Mangos, florecientes alcornoques e higueras, crecían en las sagradas orillas del Ganges. Las ruinas de los templos y de los ashrams estaban cubiertas por altos pastos y enredaderas silvestres. En cada amanecer Krishnaji permanecía en las penumbras de la galería de su casa, aguardando a que el fuego del sol naciente creara de nuevo el mundo. A lo lejos flotaba una barca con las velas desplegadas. Cadáveres hinchados humanos y animales, con buitres posados sobre los cuerpos­ eran arrastrados por las aguas. Todo se movía lentamente, apaciblemente; las corrientes del monzón habían cesado con su frenesí y su devastación; el agua del río, como la pobre gente que vivía en sus orillas, tenía dignidad, cualquiera que fuera la carga que llevara.

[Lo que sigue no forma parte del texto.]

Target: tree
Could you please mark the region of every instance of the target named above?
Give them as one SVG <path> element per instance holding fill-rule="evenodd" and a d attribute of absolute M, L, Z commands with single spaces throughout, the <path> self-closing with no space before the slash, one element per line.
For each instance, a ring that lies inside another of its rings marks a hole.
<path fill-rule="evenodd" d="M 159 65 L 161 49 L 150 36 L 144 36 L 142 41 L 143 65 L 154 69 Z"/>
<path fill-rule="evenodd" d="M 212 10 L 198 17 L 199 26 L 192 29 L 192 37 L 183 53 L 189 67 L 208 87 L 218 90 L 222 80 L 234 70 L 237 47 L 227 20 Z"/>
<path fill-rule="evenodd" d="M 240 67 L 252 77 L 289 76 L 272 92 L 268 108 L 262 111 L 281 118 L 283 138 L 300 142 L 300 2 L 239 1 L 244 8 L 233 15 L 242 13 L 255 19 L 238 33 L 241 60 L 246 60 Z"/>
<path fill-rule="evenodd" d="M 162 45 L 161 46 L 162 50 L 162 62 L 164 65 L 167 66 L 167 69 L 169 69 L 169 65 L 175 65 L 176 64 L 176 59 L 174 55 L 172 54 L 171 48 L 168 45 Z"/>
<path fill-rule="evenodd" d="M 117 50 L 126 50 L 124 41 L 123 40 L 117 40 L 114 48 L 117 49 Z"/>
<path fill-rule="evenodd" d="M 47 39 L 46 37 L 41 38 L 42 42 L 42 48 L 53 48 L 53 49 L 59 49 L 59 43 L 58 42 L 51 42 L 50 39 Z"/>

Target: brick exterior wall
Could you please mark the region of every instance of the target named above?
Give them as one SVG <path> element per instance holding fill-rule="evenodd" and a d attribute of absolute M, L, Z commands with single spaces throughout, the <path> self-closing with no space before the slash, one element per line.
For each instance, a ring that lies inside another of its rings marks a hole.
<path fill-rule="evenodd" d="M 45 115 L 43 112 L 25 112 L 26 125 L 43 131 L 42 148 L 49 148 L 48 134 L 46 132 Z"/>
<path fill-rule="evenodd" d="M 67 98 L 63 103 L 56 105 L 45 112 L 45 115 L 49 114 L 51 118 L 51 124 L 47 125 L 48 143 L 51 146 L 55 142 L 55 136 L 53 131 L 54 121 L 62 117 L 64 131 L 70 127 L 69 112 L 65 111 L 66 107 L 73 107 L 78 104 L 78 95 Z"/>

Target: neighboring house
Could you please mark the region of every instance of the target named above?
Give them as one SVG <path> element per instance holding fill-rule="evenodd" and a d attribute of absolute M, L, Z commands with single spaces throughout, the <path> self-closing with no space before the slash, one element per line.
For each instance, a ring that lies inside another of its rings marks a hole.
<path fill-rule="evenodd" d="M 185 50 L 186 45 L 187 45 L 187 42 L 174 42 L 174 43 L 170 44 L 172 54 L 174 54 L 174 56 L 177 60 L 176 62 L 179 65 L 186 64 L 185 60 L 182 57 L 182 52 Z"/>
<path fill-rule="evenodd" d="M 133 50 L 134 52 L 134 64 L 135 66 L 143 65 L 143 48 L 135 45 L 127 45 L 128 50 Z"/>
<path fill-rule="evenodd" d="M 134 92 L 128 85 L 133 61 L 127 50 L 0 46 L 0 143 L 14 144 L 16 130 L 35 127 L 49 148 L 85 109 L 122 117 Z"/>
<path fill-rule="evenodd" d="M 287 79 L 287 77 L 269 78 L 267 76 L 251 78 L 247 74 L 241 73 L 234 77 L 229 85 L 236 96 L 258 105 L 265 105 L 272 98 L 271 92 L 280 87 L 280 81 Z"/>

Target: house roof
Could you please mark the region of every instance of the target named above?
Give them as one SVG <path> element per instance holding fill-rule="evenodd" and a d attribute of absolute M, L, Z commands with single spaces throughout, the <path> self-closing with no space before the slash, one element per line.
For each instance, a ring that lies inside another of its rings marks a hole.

Achyut y Rao Sahib Patwardhan, Maurice Friedman, Sanjeeva Rao, Nandini, y yo con Radhika, mi hija de diez años, estábamos en Varanasi. Todas las tardes íbamos a pasear con Krishnaji por la senda de los peregrinos. Las flores blancas de los alcornoques que bordeaban el camino hacia la ribera del río, esparcían su fragancia, y bajo nuestros pies se extendían pimpollos de un blanco perfecto. Con las lluvias abundantes, el río había desbordado sus orillas, y el destartalado puente de barro y bambú que aparecía durante los meses secos, aún no había sido levantado. Teníamos que cruzar el río en un trasbordador manejado por un barquero. En Kasi se descubría la sensación del ritmo jamás cambiante de la vida humana. Un sentido de lo arcaico se infiltraba en el país y en la gente. El interminable pasado se reflejaba en los ágiles barqueros de piel oscura que navegaban por el río, en las mujeres que llevaban los cacharros con agua sobre sus cabezas, en los pescadores que arrojaban sus redes.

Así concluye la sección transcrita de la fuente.